I ran 32.55 miles this week! I really started tracking my miles when I created this blog through a few different tools. I use Garmin Connect which is linked to my watch and I also use Daily Mile. Prior to getting my Garmin, I tracked my miles on Map My Run and my iPhone calendar. Daily Mile has a very active community and I really enjoy that motivation. It tracks Sunday to Saturday (EDIT: Daily Mile tracks Monday to Sunday. Sorry everyone!!), while Garmin tracks the last 7 days, and really whatever you want to see (the last year, 30 days, 24 hours, etc.). Since my week starts with a long run on Saturday and ends with a rest day on Friday, I use Garmin to track the weekly mileage. This week I hit over 30 on 4 runs - one being the Southern California Half Marathon on Saturday which was my long run for the week. My pace was much slower than I would like, at an average of 8:00 minute miles, which I will lend to the fact that I had a race to recover from and more hill training this week slowing me down.
I took 2 rest days this week - Sunday after race day and Friday. I wanted to take more, but I'm glad I pushed myself to fit in all of my workouts. These are the weeks when I wonder how all of you marathoners do it over and over. I see 32 miles as a low point in my overall marathon training and get nervous knowing that number will continue to rise.
Monday Leg Day: I started the week at the gym with a leg day. I did squats and lunges, incorporating shoulder work with presses and lateral raises. I always work my abs on days that I'm in the gym.
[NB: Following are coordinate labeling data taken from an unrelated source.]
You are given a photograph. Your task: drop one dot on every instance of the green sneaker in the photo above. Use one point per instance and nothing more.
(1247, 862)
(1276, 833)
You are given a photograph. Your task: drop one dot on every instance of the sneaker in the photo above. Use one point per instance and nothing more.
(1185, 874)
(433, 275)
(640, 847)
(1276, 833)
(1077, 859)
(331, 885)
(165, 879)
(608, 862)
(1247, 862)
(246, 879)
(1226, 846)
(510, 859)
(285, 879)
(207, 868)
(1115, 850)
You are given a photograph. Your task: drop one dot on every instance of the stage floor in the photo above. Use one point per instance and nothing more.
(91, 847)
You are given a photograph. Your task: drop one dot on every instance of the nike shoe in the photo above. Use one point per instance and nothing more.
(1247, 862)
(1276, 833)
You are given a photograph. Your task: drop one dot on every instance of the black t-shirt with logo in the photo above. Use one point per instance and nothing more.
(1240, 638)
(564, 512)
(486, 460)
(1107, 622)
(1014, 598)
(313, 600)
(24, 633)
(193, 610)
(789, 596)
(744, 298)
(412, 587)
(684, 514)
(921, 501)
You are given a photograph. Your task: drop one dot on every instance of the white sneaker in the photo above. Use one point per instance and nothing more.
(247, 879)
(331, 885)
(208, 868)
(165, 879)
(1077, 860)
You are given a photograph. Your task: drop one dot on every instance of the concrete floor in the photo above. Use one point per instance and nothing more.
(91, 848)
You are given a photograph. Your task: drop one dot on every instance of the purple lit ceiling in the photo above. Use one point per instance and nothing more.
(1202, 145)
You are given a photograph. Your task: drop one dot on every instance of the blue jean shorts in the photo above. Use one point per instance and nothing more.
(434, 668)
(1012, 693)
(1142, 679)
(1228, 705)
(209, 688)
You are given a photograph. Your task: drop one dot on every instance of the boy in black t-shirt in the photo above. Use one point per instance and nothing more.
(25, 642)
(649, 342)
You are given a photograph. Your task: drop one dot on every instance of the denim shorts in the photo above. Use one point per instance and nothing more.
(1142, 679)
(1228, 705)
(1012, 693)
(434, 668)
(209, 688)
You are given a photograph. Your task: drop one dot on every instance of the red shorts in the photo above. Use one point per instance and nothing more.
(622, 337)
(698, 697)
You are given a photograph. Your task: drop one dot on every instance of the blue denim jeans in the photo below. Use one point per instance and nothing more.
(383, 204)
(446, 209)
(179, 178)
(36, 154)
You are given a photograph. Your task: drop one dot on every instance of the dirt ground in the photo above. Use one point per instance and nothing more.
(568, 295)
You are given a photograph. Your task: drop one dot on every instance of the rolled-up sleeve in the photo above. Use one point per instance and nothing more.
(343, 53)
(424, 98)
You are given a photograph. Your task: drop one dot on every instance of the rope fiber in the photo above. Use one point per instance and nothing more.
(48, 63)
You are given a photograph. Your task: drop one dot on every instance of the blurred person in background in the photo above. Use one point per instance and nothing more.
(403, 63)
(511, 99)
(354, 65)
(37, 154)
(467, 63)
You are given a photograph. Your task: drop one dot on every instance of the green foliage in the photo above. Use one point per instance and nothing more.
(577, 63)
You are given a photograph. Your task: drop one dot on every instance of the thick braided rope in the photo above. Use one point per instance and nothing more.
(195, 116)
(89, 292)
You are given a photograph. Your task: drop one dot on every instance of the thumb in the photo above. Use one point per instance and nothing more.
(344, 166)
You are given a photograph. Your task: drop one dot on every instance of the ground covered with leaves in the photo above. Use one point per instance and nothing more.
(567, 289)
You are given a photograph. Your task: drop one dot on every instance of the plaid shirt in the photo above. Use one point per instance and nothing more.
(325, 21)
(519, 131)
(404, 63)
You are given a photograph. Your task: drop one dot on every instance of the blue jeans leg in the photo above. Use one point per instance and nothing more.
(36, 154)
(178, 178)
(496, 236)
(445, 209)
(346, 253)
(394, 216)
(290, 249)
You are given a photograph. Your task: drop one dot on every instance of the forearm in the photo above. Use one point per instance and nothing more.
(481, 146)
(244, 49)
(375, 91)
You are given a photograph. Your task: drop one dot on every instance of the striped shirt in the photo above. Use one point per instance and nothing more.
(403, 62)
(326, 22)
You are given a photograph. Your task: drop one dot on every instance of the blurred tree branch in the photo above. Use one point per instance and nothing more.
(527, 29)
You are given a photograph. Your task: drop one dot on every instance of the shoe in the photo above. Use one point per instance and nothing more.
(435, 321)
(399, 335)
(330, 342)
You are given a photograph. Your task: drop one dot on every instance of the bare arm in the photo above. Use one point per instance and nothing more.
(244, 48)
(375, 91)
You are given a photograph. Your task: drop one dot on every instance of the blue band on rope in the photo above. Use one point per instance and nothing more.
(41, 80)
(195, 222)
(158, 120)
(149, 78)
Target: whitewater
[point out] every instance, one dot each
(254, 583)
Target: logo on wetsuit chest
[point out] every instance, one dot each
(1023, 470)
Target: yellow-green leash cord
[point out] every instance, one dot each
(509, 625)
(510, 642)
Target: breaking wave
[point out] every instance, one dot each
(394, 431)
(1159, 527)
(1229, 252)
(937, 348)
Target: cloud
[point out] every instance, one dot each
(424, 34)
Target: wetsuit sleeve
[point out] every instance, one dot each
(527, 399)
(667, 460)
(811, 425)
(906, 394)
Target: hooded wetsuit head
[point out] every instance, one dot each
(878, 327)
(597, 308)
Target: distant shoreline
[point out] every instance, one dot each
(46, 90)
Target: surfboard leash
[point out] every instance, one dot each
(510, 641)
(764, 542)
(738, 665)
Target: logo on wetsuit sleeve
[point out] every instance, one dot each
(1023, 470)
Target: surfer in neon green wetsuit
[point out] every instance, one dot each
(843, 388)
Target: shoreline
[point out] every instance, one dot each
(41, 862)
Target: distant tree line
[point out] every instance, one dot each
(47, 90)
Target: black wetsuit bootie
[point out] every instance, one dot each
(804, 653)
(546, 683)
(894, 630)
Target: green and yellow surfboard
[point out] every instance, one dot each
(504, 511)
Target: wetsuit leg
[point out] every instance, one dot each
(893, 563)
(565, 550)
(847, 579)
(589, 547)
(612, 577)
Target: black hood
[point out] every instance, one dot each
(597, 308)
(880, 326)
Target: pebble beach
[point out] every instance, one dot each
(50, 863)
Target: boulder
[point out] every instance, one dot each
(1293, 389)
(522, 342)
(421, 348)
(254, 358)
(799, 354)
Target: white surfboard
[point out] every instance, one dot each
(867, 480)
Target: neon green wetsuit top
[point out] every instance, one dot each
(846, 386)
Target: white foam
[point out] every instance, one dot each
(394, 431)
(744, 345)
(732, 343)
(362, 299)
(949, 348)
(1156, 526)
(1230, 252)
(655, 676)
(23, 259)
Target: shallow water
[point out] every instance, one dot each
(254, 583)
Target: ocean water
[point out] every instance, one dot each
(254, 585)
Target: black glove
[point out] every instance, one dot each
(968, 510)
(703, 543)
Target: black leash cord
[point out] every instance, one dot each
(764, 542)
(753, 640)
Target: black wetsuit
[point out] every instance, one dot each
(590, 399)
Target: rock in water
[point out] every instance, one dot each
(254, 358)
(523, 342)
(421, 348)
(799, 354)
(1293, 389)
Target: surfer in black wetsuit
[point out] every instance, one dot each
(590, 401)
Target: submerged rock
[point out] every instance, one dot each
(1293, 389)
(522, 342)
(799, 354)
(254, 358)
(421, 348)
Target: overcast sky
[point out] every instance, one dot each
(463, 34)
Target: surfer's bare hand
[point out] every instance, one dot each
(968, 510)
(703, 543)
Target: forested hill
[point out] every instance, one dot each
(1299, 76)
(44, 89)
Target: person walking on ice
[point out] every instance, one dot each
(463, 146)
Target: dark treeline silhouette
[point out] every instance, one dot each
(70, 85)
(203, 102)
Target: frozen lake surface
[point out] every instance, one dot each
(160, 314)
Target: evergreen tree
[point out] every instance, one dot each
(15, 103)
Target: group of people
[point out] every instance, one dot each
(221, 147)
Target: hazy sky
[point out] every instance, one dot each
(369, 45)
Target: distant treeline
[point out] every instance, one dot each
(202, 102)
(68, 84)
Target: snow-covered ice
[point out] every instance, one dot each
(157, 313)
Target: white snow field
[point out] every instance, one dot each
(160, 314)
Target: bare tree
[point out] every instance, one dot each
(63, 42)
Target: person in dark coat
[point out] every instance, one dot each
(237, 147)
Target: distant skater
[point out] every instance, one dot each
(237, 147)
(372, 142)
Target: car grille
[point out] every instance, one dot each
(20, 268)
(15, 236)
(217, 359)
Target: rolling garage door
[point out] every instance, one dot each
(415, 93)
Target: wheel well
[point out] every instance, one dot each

I knew my legs were going to be a little wrecked, so I ran that night.
Tuesday Spin & Weights: I thought I'd give spin class a try again after a leg day, and it looks like running the same day of my lunging and squat routine really helped my recovery. I was able to last the whole class, and then worked my back and arms for another 45 minutes. Tuesdays would normally be a double day with the gym in the morning, but 4:30 wake up calls hurt sometimes. I was reminded of why I go in the morning - there were so many people there! You end up spending most of your time waiting for a machine to clear up.
Wednesday HILLS BABAY! Second week of hill training was a success. I was exhausted, but resolved to do as many hill repeats as I did last week (7). I did my warm up run and decided I wasn't going to focus on speed, but strength. So, I took the hills at an 8:30 pace and I did 8 repeats. One more than last week! Woot! Then I just decided to add 3.5 miles for a total of 7.39. Now my legs were really sore.
Thursday Weights & Run: Thursday's are the hardest days at the gym. I'm running on less sleep, my brain is tired from work and I just want to be lazy - so getting to the gym in the morning always starts me off on the right foot. Even if I'm not up for it, I still manage a few sets of curls and presses. This week I focused on my shoulders and lats. By the end of Thursdays, I'm ready for the weekend, so my evening run seems overwhelming. I wanted to make it a 7 or 8 miler, but my hamstrings were screaming and I just wanted to get any distance done and over with. This is when I remember how lucky I am to be able to run, so I don't skip it. I ended up getting in 5.5 miles at a moderate 7:58 pace.
Tracking my miles and workouts has really helped me stay on track. If you aren't tracking your miles, I highly recommend using some sort of device to do so - whether Map My Run, Daily Mile, or your device. It helps with staying on track, and seeing your weekly progress (or decline) can help keep you motivated to improve. Community is always helpful, so if you're on Garmin Connect or Daily Mile, lets be friends!
How do you track your weekly mileage?